Rules for a Discussion about Religion

2017-03-12

In this blog I present four simple guidelines (but which may not be simple to follow) which, in my opinion, must be respected if a discussion on a religious topic is to be productive.

Sommaire en français
Je présente quatre préceptes simples (mais dont la mise en application n’est pas nécessairement simple) qui, à mon avis, doivent être respectés pour qu’une discussion sur un sujet religieux puisse être fructueuse. Ces règles sont :

  • La critique des idéologies, y compris des religions, est nécessaire.
  • Il faut distinguer les croyances des croyants.
  • Il faut distinguer la religion de la race.
  • L’extrémisme religieux est une réalité.

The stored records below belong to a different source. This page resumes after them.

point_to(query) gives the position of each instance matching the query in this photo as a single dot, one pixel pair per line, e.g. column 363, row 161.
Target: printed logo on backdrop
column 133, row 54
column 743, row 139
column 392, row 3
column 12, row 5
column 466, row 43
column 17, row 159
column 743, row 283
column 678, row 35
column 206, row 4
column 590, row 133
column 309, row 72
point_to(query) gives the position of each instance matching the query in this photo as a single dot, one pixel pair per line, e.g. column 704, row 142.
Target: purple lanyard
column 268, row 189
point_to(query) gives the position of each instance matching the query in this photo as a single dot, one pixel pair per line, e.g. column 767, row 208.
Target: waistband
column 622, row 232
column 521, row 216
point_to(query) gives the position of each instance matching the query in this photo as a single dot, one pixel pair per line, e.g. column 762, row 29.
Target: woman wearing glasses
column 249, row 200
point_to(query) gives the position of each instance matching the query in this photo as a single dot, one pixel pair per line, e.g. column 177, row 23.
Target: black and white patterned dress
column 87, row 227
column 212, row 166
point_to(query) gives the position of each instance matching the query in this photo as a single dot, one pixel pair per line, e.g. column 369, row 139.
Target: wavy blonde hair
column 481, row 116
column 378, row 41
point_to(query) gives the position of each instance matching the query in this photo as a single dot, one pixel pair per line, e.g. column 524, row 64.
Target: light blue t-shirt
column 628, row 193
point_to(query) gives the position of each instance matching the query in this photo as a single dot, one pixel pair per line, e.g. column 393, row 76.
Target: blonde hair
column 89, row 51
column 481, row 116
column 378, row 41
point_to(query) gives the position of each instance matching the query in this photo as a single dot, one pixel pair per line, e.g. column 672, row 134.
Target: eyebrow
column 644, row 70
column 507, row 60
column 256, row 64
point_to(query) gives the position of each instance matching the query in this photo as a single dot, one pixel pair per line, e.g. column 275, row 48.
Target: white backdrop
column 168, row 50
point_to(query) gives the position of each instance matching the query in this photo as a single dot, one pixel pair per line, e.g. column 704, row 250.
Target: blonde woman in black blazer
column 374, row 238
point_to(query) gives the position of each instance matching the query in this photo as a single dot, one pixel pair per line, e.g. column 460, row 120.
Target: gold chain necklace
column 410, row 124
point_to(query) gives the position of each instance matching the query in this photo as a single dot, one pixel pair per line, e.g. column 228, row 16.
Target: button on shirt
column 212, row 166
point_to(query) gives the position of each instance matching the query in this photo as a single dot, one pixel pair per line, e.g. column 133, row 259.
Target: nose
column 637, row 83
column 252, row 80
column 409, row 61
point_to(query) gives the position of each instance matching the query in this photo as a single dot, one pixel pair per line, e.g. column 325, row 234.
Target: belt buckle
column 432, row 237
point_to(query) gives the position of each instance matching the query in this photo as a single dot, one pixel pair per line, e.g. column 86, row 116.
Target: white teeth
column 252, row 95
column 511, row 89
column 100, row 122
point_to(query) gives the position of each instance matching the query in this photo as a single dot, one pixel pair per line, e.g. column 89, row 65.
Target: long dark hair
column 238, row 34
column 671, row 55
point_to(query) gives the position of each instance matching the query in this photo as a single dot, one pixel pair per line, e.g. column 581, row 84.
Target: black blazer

In order to have a productive discussion or debate on a subject concerning religion, the following guidelines must necessarily be respected by all parties to the discussion:

  1. Criticism of ideologies, including religions, is not only legitimate but imperatively necessary.
    Many religious beliefs and practices are incompatible with principles of human rights as set out in various charters and declarations. For example, the so-called “sacred” scriptures of Judaism, Christianity and Islam all contain misogynistic elements. All three religions have homophobic elements which deny rights—and sometimes even life—to some sexual minorities. In particular, mainstream Islam considers apostasy, i.e. leaving Islam, to be a crime for which the punishment may even be death, and many Muslim-majority countries apply this rule in their legislation. Thus, if one cares about human rights, then criticism of these aspects of religion is imperative.
  2. It is critically important that a distinction be drawn between beliefs and believers.
    To criticize the beliefs of a particular religion is not an attack on all believers associated with that religion.
    There are many variants of all major religions. Two different Christians may hold completely different views concerning, say, sexuality, or reproductive rights, or other issues of religious doctrine. Often we cannot know what a person’s motivation or thoughts are. For example, a niqab-wearing woman may be obligated by family or community to wear that flag of radical Islam; on the other hand, she may choose to wear it of her own free will; or the reality may be a combination of the two. To criticize the niqab does not imply that we are criticizing all women—or even most—who wear it, because the majority are forced to do so. (However, in some special cases, we do know; for example Zunera Ishaq is clearly an agent of radical Islam considering her extensive legal action to win the “right” to wear the niqab practically anywhere.)
    This distinction between beliefs and believers is especially important in the case of Islam, because of the ban on apostasy in Islam. It is very important to be prudent when using the label “Muslim” as there may be many ex-Muslims who continue to pretend to be believers because of fear of reprisals. Our respect for the right of apostasy—which is an essential part of freedom of conscience—requires that the label “Muslim” be used with caution.
  3. Religion has nothing to do with race and it is unacceptable to confuse the two.
    To confuse religion and race is a deliberate strategy of some radical religionists, because they use this confusion to make false accusations of racism against their critics, in an effort to silence them. We must not fall into their trap.
    For example, in the case of Jews and Judaism, the target of any criticism must be clear: i.e. is the criticism directed at the religion Judaism, or at the Jewish people? The former is not racist, but the latter may very well be racist. This is a major example of why rule (2) is so important.
  4. Extremism in the name of religion is a reality.
    There exist, within many religions, currents of practice or belief which are fundamentalist, sometimes radical, often highly politicized and even extremist. These currents are the most dangerous and deserve particular attention as targets of criticism. This is particularly true for Islam currently: radical, extremist, political Islam does exist and must be dealt with. It is particularly important to distinguish between believers who subscribe to these radical currents as opposed to those who do not.

If the parties to a debate or discussion do not recognize and agree to the above four principles, then there is little hope of a useful conversation. Furthermore, in my opinion, anyone who does not accept these principles must be considered incompetent in religious matters.